Важно не знать жертву. Тогда она абстракция. Я не знал Джин Уишняк. Я не
встречался с ней. Я знал, что ей двадцать один год, что она мечтает о сцене,
что у нее нет денег, что она ищет любую работу, что она с удовольствием
согласилась сыграть роль, которую мы для нее подготовили. С другим,
разумеется, финалом. Она была счастлива. Она была счастлива последние два
месяца своей жизни, поверьте мне. Так вот, мисс Уишняк --это икс, игрек,
зет. Сколько в мире таких неизвестных? Миллиарды. Вы не знаете их, вы не
можете знать их... Я понимаю --то, что я говорю, звучит для вас дико. Это
абсолютно естественно. Цивилизация в конце концов держится на условностях.Но
интеллект и моральное бесстрашие для того и существуют, чтобы иногда
переступить через условности. Разве Иисус два тысячелетия тому назад тоже не
переступил через условности своего времени? Разве это не делали и другие?
-- Адольф Гитлер, если я не ошибаюсь, тоже что-то говорил в свое время
об условностях.
Ламонт пожал плечами и усмехнулся.
-- Видите ли, любую идею можно довести до абсурда. Гитлеру нужно было
моральное раскрепощение для своих маниакальных целей. Я не сержусь на вас,
Рондол. Даже умным людям нужно время для усвоения новых идей. Но одно я вас
прошу понять. Я не садист и не фанатик. Я даже не теоретик насилия. Просто
случилось так, что я зарабатываю именно таким' образом. И смею вас уверить,
я не увеличиваю количество зла в мире. Я вообще уверен, что существует некий
закон сохранения зла. Зло не исчезает и не образуется заново. Оно, к
сожалению, вечно. Подумайте, Рондол, не спешите. В вопросах морали никогда
не доверяйте своему первому порыву. Как правило, он наиболее нелеп...
Я молчал. Что еще мне оставалось делать? Впрочем, оставалось. Надо
точно знать альтернативу. Тогда легче решать.
-- А если я не соглашусь?
-- Тогда, -- Ламонт развел свои маленькие ручки в стороны, -- тогда мы
вынуждены будем убить вас.
-- Издержки производства? -- я мог позволить себе поиронизировать,
потому что меня еще не убивали.
-- Увы, дорогой Рондол, увы. Но, поверьте, в этом случае мне было бы
бесконечно жаль вас. Именно поэтому я молю небо, чтобы вы согласились.
-- А риск?
Инстинктивно я уже начал, наверное, увертываться от решения и потому
цеплялся за все, что угодно.
-- Какой риск вы имеете в виду?
-- Риск попасться вместе с вами.
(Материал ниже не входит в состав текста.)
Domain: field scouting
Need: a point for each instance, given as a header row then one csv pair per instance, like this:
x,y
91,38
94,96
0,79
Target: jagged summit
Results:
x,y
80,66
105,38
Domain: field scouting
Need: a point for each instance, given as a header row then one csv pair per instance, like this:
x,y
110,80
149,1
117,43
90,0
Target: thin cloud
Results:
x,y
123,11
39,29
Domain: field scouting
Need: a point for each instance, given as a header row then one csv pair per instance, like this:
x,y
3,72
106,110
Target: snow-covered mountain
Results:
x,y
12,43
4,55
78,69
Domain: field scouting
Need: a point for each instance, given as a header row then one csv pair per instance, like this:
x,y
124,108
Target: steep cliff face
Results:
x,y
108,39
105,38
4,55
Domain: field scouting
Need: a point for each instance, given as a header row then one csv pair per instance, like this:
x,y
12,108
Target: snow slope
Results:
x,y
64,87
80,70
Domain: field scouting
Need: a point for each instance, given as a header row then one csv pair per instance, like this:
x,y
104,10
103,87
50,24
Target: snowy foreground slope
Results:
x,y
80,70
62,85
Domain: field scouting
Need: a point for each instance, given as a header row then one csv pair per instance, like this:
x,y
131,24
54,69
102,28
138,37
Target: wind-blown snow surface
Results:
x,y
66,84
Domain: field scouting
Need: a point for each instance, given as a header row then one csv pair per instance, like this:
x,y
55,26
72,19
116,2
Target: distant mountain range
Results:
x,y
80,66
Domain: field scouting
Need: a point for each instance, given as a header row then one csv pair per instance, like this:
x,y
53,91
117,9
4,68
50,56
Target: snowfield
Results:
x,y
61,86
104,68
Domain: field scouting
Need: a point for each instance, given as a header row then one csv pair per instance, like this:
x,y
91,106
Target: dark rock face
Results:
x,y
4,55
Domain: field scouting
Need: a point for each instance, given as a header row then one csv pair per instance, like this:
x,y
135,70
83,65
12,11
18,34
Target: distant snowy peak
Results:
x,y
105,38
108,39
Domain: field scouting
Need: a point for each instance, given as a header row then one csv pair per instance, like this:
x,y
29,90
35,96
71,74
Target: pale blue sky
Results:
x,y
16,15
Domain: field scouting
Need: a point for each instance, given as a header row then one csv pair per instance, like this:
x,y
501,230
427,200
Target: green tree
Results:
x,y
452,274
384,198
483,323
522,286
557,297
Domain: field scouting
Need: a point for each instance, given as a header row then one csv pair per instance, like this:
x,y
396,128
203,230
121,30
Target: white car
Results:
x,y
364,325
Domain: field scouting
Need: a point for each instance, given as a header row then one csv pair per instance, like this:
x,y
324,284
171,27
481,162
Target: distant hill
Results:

Согласитесь, профессор, ваша
деятельность не совсем вписывается, как говорят, в рамки закона.
-- А, вы об этом риске, понимаю. Какой-то риск, безусловно, есть,
исключить его на сто процентов невозможно. Но на девяносто девять и девять
десятых возможно.
Профессор поймал мой вопросительный взгляд.
-- Я работаю не в вакууме, -- продолжал он, -- я связан с влиятельной
организацией. Я бы даже сказал, с очень влиятельной организацией. Это они
получают заказы от своих клиентов. Я же получаю от них только данные. Это
первое. Во-вторых, у организации, о которой идет речь, очень большие связи.
Очень. И прежде всего в полиции. И, наконец, последнее. Мы стараемся
работать так, чтобы предусмотреть все варианты.
-- Скажите, профессор, а для чего заказчикам нужен такой сложный способ
разделаться с кем-нибудь? Неужели просто убить человека не дешевле?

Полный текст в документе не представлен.